# Ck out the new twist in hay storage.....



## somedevildawg

Got to check out the new storage system God Family &Country has put together......not sure about cost
www.balebandit.com also have a new stroke counter based on the iPad, new 200 has iPad interface that is too cool, ALMOST makes me want to upgrade....interactive tech support in the field....performance monitor, really cool, don't know why more companies aren't taking advantage of the iPad and its endless possibilities....


----------



## slowzuki

The bale bandit has been around about 5 years now, sold all over the world. They cost about 80,000$ depending on hydraulic power pack options etc.


----------



## somedevildawg

slowzuki said:


> The bale bandit has been around about 5 years now, sold all over the world. They cost about 80,000$ depending on hydraulic power pack options etc.


Obviously you breezed over that last post........


----------



## Blue Duck

To me the air barn looks like a good idea but I would think if you needed extra storage very often another building would be the way to go. I like that bale tracker app for the iphone.


----------



## Nitram

?


----------



## slowzuki

Sorry I read the post, you didn't mention the air barn, only the bale bandit. Get jaded sometimes reading these posts of latest and greatest, spend 10 minutes waiting for something to load on our rural internet then it being something from long ago.

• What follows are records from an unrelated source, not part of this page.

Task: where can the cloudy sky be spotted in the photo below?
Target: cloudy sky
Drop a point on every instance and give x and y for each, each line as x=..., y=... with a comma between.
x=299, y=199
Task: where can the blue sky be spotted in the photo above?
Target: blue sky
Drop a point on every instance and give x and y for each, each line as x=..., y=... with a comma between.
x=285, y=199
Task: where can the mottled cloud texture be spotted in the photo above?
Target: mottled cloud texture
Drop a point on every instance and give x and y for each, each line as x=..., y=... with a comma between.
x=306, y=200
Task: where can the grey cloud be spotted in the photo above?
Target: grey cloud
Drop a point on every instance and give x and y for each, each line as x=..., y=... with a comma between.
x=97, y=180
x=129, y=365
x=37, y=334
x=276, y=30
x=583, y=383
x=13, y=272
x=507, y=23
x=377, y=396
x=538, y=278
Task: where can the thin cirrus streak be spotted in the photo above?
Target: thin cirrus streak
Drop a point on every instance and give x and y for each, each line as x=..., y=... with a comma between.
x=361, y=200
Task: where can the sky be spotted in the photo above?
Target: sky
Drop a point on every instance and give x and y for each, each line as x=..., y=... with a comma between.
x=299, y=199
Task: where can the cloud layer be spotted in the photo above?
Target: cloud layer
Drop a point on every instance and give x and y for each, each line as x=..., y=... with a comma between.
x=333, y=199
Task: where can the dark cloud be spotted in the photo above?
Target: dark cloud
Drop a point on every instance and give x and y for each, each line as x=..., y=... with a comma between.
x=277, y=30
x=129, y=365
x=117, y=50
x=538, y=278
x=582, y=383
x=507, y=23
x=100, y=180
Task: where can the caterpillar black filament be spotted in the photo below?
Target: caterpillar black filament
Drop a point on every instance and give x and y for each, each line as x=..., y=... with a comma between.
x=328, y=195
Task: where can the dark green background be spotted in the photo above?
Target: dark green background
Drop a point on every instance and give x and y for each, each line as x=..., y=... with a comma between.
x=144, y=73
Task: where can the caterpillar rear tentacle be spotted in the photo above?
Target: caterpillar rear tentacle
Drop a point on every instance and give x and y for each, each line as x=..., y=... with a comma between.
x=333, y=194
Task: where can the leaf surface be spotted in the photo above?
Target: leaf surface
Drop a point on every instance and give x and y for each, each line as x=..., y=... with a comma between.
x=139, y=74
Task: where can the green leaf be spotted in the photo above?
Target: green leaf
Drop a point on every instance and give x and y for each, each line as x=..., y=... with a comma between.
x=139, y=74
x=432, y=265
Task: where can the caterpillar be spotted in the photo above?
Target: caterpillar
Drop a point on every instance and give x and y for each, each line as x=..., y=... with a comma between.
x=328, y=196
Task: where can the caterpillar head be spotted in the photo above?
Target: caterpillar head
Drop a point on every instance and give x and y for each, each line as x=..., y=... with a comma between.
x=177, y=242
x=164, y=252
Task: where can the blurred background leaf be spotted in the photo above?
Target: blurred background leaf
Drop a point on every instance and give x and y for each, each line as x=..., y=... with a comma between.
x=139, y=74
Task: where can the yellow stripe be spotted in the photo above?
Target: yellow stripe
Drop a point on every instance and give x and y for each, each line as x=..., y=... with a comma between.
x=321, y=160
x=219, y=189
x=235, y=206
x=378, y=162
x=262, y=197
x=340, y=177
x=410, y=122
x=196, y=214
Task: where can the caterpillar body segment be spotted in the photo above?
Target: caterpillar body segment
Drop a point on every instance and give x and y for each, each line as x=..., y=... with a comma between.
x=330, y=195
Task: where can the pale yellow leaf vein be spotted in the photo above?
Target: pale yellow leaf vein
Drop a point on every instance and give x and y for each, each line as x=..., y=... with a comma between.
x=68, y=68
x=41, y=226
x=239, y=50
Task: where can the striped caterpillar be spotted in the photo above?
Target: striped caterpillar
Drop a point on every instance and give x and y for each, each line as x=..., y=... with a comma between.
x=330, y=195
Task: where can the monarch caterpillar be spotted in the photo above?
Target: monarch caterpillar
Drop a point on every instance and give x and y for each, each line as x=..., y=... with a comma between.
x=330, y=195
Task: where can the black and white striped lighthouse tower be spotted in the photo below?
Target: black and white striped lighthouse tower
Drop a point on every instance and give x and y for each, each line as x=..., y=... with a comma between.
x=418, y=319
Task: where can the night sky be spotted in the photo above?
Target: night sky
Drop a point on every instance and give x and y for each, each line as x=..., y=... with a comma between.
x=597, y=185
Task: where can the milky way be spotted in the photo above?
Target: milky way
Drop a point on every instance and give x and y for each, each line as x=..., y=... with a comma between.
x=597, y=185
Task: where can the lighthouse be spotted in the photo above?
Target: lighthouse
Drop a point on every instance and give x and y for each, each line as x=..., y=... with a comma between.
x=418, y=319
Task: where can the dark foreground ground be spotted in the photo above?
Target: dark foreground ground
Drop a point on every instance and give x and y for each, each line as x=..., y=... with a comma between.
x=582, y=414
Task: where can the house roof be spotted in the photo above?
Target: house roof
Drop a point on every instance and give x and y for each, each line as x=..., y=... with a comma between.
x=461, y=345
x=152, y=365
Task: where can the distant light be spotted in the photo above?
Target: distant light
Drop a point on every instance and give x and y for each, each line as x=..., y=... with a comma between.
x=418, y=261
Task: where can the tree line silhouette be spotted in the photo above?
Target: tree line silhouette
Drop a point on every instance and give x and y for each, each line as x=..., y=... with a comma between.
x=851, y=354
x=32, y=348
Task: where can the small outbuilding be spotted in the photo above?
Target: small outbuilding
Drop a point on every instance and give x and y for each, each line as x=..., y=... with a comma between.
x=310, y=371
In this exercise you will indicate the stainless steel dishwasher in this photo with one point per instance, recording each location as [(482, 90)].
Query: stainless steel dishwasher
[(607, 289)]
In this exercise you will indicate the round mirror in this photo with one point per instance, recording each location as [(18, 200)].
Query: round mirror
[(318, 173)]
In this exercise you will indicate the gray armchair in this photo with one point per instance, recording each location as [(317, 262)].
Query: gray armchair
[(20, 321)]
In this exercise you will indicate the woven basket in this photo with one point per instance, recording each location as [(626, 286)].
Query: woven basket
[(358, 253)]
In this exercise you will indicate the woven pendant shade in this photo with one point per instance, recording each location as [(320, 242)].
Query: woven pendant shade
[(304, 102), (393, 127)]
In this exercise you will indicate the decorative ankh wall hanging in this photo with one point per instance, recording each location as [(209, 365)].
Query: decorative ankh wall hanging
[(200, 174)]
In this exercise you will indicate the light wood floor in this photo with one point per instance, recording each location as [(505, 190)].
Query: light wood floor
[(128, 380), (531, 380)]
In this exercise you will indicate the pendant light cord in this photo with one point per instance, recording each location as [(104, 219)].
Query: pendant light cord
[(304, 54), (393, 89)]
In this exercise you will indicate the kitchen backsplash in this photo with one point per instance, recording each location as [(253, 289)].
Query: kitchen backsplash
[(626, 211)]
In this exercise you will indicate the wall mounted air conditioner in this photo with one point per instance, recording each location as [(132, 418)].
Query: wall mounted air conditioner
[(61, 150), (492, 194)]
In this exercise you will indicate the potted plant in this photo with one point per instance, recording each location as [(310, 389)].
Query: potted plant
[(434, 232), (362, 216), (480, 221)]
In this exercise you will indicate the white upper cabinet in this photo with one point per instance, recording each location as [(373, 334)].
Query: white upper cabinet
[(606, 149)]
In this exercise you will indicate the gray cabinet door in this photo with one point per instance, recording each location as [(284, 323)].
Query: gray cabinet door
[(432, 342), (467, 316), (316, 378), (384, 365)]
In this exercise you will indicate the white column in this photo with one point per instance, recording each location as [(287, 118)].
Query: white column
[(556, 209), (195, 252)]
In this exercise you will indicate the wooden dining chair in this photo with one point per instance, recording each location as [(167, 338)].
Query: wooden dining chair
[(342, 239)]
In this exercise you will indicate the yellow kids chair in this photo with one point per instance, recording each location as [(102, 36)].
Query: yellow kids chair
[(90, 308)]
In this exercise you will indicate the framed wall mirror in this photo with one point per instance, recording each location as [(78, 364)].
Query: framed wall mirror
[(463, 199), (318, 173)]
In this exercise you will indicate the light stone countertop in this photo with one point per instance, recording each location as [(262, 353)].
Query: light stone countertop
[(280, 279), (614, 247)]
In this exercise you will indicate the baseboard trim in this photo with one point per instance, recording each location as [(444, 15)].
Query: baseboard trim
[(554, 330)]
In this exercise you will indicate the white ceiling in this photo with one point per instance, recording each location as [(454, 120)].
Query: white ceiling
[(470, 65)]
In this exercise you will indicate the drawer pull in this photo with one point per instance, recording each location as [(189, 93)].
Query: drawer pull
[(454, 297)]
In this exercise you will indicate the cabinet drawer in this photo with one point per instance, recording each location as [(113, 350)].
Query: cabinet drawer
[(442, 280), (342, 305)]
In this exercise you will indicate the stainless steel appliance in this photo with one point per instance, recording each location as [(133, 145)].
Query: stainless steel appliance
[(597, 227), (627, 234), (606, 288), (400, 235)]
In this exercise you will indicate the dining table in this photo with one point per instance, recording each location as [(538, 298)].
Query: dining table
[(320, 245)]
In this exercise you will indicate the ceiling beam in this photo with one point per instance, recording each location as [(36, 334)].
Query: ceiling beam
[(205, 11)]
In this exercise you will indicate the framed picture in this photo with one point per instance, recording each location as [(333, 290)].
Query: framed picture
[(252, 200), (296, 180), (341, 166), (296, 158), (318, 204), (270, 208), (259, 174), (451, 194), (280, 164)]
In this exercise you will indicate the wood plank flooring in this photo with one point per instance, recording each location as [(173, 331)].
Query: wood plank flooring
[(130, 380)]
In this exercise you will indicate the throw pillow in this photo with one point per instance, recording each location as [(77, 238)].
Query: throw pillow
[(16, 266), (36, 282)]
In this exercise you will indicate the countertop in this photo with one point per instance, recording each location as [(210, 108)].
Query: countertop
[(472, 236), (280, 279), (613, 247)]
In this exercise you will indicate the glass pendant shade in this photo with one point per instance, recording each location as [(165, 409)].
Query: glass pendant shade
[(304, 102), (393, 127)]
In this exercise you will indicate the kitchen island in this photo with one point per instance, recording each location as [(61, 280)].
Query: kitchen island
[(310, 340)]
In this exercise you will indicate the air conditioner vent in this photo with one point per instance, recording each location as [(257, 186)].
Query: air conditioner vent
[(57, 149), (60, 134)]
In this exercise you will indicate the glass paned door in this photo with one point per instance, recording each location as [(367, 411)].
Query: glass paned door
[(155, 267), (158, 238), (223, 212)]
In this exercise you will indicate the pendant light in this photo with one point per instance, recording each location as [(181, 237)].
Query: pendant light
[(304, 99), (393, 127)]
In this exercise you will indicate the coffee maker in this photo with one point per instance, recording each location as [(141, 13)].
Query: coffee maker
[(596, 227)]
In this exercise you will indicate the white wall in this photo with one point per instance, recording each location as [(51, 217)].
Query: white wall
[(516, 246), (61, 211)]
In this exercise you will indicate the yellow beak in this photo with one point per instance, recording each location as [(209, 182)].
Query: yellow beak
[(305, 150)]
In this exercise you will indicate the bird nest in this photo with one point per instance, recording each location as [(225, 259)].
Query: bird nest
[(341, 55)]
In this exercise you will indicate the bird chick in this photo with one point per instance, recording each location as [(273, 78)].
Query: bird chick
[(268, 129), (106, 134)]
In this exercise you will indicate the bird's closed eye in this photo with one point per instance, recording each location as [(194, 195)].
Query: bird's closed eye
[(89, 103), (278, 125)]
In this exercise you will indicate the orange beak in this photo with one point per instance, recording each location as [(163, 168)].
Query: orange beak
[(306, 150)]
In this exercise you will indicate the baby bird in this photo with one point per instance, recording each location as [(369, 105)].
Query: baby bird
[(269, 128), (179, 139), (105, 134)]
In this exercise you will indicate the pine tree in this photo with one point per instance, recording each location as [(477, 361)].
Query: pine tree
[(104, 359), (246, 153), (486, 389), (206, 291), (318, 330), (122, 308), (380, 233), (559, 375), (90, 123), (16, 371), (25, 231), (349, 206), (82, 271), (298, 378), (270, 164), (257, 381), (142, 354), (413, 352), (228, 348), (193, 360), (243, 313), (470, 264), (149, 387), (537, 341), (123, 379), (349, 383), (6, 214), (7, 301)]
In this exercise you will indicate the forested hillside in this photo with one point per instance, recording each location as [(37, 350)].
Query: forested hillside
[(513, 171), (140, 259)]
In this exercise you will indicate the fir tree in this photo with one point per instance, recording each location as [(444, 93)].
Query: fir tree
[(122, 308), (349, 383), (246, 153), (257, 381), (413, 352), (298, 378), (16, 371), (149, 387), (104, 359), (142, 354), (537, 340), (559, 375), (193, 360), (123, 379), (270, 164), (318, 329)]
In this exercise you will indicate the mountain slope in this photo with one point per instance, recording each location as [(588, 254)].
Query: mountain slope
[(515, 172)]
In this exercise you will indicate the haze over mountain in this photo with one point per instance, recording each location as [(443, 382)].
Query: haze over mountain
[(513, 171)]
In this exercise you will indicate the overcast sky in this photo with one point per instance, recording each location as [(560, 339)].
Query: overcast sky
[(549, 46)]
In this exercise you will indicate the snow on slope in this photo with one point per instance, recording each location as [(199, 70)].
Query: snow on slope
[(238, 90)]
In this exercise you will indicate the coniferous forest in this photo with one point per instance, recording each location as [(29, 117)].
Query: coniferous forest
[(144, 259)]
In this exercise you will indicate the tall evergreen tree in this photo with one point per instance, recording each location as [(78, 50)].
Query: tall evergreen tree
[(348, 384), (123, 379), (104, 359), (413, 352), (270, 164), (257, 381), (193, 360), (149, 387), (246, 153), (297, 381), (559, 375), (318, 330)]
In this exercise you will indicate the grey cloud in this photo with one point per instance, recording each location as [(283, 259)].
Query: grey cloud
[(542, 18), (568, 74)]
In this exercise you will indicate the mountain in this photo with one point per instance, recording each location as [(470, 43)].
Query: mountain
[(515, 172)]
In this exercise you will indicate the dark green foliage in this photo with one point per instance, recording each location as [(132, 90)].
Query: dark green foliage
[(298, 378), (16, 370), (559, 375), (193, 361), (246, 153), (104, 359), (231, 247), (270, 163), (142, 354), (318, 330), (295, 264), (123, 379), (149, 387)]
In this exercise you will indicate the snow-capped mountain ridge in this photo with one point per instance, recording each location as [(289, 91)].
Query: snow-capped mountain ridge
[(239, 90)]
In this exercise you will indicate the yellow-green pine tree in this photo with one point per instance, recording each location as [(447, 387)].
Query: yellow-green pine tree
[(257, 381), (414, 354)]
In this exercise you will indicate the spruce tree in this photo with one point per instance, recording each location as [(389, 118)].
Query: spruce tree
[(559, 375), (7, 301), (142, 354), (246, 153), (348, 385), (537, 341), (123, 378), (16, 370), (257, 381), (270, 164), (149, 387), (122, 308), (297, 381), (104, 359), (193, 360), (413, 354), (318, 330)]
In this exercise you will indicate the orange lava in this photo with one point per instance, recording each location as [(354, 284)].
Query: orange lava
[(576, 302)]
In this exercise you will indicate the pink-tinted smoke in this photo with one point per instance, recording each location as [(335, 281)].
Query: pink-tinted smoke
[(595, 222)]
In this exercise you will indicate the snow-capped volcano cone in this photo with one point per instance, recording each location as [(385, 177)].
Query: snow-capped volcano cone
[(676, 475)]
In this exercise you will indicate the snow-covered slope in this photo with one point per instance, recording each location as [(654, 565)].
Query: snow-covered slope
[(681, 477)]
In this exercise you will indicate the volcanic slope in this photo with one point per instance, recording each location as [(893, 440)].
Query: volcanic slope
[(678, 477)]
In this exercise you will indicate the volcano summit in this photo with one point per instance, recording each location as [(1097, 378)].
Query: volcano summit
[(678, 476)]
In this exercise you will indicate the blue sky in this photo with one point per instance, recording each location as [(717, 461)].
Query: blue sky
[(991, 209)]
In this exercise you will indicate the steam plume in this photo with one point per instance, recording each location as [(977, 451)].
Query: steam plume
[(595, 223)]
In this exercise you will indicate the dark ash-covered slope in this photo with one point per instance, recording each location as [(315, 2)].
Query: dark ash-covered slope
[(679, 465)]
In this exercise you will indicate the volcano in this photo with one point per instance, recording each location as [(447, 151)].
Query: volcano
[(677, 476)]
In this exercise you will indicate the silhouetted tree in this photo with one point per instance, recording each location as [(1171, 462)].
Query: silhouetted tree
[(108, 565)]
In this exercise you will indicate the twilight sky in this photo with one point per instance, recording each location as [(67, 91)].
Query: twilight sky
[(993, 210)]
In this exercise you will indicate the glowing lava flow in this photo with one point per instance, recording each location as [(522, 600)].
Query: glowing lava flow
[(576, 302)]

The tube seems like a good idea, I'm guessing a tube line sileage machine could do the same thing if you fed some draintile in with the bales as they wrap and put a fan to it.



somedevildawg said:


> Obviously you breezed over that last post........


----------



## somedevildawg

slowzuki said:


> Sorry I read the post, you didn't mention the air barn, only the bale bandit. Get jaded sometimes reading these posts of latest and greatest, spend 10 minutes waiting for something to load on our rural internet then it being something from long ago.
> 
> The tube seems like a good idea, I'm guessing a tube line sileage machine could do the same thing if you fed some draintile in with the bales as they wrap and put a fan to it.


Yes I think so too, interesting to see what kind of money the turn-key setup will sell for, I sure could use them come sept. oct. down here, barns get expensive....


----------



## somedevildawg

Blue Duck said:


> To me the air barn looks like a good idea but I would think if you needed extra storage very often another building would be the way to go. I like that bale tracker app for the iphone.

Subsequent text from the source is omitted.